Cuando el joyero se enamoró de una joven calaboceña llamada Ángela Filomena Estévez, la gente comenzó a decir que la caimana podría ser víctima de celos y comerse a la muchacha, quien, al principio, se dejó invadir por el temor al instante que su comprometido decidió presentársela. La llevó de la mano hasta el estanque y la Negra, al verlos, salió del agua. Vaya espectáculo, cualquiera sale corriendo despavorido, pero la novia, sabiendo, por todo lo narrado por José sobre sus animales, que le gustaban las tonadas, cantó una de ordeño y el animal meneó la cola, levantando su descomunal cabeza para dejarse acariciar por ella.
Contrajeron matrimonio y la Negra, por así decirlo, fue dama de honor. Para tan célebre ocasión, el joyero le forró los colmillos de oro, adornos que lució en la iglesia, así como esa fiesta al son de arpa, bandola y capacho. Tan bella se veía con su radiante dentadura que la mostró con orgullo desde esa fecha en adelante.
José y Ángela no tuvieron hijos, pero criaron, entre varones y hembras, doce huérfanos como si fuesen suyos. Todos los muchachos entablaron amistad con el sinfín de animalitos que habitaban en aquel pequeño zoológico, especialmente la Negra, que los paseaba sentados sobre el lomo por el patio, haciendo de caballo.
Todo era felicidad en el hogar hasta que ocurrió una tragedia. El nueve de julio de 1972, Faoro murió a causa de un infarto. Esa tarde su ataúd fue colocado en el salón. La Negra abandonó su estanque, entró a la casa y comprendió lo sucedido. Entonces, la viuda, muchachos y otros presentes, la observaron trepar sobre el cajón, para reposar encima de don José durante horas, tal como hizo esa primera noche que durmió con él.
Ángela y la Negra se hundieron en la tristeza.
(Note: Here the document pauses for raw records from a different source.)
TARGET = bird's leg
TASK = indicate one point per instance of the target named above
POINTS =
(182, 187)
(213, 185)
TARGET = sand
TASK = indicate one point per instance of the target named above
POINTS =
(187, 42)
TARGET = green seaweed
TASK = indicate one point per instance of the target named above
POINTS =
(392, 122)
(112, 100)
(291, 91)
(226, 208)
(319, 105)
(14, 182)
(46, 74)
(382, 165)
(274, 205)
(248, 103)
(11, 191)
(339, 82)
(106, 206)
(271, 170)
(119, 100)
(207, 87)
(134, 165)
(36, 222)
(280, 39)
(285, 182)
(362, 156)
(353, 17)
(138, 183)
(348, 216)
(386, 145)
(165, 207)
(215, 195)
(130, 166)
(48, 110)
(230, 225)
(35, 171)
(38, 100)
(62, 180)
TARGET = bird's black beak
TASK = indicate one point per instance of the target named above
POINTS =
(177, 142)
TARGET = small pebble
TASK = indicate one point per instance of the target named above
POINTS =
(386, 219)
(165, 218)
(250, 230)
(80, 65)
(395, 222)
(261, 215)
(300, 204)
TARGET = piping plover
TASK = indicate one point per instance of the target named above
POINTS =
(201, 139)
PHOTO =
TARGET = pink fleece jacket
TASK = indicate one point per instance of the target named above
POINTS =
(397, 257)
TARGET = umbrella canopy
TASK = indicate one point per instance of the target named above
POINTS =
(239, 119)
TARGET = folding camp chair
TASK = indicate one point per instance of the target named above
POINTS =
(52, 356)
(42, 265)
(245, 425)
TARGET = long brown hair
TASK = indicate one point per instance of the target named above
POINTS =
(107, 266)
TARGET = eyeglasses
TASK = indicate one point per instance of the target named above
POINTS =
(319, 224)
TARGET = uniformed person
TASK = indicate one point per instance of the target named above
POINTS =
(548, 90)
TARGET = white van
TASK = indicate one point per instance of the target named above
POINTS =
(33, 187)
Una gran desolación se apoderó de la casa. La viuda dejó de cantar y la caimana no quiso regresar al estanque, volver a pisar el salón, o comer. Se arrimó a un rincón donde guardaban cacharros y ahí permaneció durante cuatro meses. La señora, preocupada, se sentaba junto a ella, intentando darle su ración de pollo, pero nada que abría la boca. No sabía qué hacer para animarla, hasta que, una mañana, revisando cartas, encontró una nota escrita por Faoro en su primer aniversario de casados, y, en ésta, respuesta a sus plegarias.
-Querida Ángela: Tu voz alegra mi corazón. Cuando cantas te siento cerca de mí.
Esas palabras fueron suficiente para que escapara de su alma esa tonada que cantó cuando José la llevó al estanque por primera vez. La dulce melodía revivió a la Negra, quien, por fin, abandonó el rincón, salió al patio, tomó sol y regresó al estanque, donde Ángela siguió con la tradición de cantarle por las mañanas y noches hasta 1992, cuando, a la edad de 67 años, la caimana “colmillos de oro”, pereció de causas naturales.
Su cuerpo, a petición de doña Ángela, fue embalsamado, con fauces abiertas, y colocado en una caja de cristal con marcos de madera, para ser exhibida en esa casa de la calle 24 de julio en San Fernando de Apure.